Updated: Thursday, 20 Oct 2011, 2:18 PM EDT
Published : Thursday, 20 Oct 2011, 2:18 PM EDT

WESTBROOK, Conn. (AP) - Connecticut is failing to do enough to understand the problem of excessive gambling, an advocate for gambling treatment said Thursday.

Marvin Steinberg, executive director of the Connecticut Council on Problem Gambling, told more than 100 participants at a conference that state government is doing too few studies to determine if problem gambling is getting worse in Connecticut. He says studies were done every five years from 1981 until 1996 and one was last done in 2009.

State Consumer Protection Commissioner William M. Rubenstein, who attended the conference, said that although the state is not required to do another study until 2019, "it does not mean we are not going to do it."

Steinberg said the state provides too little money to help treat gambling problems.
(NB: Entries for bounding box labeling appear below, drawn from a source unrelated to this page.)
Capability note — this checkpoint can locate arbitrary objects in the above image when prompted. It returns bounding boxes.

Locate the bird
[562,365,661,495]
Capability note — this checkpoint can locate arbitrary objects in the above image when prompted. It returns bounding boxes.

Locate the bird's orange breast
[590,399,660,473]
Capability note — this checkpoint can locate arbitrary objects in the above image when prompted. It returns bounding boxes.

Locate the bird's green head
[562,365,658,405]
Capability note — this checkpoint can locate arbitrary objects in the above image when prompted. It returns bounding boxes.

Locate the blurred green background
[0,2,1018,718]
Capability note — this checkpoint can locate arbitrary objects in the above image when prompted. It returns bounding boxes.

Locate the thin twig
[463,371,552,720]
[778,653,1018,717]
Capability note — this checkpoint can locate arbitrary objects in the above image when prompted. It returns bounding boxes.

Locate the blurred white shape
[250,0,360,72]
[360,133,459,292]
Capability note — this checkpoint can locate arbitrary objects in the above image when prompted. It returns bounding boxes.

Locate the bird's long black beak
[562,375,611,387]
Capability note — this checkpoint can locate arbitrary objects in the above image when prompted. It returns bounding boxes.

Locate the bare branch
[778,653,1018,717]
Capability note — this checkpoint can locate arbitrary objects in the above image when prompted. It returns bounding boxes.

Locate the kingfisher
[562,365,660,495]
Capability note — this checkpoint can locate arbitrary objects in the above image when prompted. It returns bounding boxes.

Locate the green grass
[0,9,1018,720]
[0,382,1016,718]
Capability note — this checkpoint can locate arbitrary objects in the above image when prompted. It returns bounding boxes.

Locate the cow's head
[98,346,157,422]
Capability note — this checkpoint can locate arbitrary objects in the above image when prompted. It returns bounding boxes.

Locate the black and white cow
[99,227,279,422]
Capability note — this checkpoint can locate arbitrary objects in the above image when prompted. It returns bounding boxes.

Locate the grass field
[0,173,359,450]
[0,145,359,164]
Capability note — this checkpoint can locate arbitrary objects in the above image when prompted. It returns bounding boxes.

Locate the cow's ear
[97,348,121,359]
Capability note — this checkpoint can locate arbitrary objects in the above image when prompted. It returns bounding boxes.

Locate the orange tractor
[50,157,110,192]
The state contributed $1.9 million to Problem Gambling Services in the most recent budget year, though the lottery generated $290 million in the same year.

Little is done to address the costs to society due to excessive gambling, he said.

"No one in the legislature has figured that out," Steinberg said.

The 2009 report said that as of 2007, Connecticut residents who had a probable pathological, or compulsive, gambling problem accounted for between 1.2 percent and 1.5 percent of the population, which was 2.7 million, or totaling 32,000 to 40,500 people.

An estimate of gambling losses was $13,586 per pathological gambler.